Unlike the rock ethos of "live fast and die young," hip-hop believes in living fast because you die young. Nas still fights with nihilism and apathy, but he has the impression that he has seen better, overcome that which has given him doubts, and finally freed himself from the chains that bound him earlier in life. It is this misguided yet hopeful assumption that pervades Illmatic, and it is that very notion that Nas has struggled with throughout his later career. From the sell-out of the late-'90s to his attempt to return to his roots -- first with a grasp for glory-by-association with the almost-classic Stillmatic, then with the regression even further, back to mother, with God's Son -- Nas has proven both that Illmatic is an impossible act to follow and an undeniably great portrait of an artist as a young man who may never truly find his identity.

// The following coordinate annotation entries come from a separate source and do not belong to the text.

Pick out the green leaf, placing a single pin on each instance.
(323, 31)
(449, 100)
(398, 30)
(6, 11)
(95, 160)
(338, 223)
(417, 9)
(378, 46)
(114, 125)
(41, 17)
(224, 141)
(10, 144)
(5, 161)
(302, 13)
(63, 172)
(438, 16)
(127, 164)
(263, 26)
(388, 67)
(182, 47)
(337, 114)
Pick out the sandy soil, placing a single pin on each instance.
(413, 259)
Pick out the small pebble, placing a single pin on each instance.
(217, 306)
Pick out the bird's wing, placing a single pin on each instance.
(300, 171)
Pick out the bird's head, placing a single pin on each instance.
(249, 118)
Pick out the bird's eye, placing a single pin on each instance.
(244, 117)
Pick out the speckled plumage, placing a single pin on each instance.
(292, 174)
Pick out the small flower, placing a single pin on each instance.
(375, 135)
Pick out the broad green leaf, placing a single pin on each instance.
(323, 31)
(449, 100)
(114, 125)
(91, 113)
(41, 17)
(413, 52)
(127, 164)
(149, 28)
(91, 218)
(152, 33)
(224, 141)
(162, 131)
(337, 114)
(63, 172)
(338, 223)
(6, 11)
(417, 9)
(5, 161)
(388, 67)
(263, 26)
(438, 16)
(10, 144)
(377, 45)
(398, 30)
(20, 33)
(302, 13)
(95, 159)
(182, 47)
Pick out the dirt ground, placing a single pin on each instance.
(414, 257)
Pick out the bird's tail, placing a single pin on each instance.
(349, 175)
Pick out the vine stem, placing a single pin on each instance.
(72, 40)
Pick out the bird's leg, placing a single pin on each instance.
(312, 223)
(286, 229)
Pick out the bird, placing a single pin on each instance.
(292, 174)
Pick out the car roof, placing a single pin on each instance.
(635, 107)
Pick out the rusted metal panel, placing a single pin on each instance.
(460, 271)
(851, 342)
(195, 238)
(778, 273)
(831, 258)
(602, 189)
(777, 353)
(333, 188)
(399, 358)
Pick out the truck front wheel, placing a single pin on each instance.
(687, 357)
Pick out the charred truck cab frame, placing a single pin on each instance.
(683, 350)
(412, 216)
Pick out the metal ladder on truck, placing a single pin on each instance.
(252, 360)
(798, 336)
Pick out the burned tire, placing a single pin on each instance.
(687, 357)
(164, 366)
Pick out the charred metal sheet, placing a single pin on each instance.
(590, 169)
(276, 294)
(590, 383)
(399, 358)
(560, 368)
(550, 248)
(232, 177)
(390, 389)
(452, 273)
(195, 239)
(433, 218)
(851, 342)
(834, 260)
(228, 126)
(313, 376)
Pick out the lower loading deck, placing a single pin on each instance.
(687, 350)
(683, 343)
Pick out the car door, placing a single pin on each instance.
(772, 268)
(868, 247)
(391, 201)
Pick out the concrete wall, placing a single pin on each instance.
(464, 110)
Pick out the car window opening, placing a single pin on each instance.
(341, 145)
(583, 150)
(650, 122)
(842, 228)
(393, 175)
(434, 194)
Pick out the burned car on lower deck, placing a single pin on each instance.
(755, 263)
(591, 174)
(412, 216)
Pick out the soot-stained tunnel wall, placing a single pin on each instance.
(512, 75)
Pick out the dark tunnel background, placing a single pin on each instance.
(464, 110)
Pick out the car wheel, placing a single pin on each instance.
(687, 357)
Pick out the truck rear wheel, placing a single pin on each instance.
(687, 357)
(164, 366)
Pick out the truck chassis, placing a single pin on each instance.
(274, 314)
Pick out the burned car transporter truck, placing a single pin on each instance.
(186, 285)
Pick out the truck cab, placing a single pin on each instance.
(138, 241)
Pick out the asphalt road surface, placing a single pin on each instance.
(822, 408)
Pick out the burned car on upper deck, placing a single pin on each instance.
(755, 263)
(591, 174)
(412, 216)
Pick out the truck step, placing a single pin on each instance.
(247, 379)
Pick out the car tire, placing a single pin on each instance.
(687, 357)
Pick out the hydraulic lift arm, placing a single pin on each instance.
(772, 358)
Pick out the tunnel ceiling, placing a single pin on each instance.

Illmatic is the best hip-hop record ever made. Not because it has ten great tracks with perfect beats and flawless rhymes, but because it encompasses everything great about hip-hop that makes the genre worthy of its place in music history. Stylistically, if every other hip-hop record were destroyed, the entire genre could be reconstructed from this one album. But in spirit, Illmatic can just as easily be compared to Ready to Die, It Takes a Nation of Millions to Hold Us Back, and Enter the Wu-Tang as it can to Rites of Spring, A Hard Day's Night, Innervisions, and Never Mind the Bollocks. In Illmatic, you find the meaning not just of hip-hop, but of music itself: the struggle of youth to retain its freedom, which is ultimately the struggle of man to retain his own essence.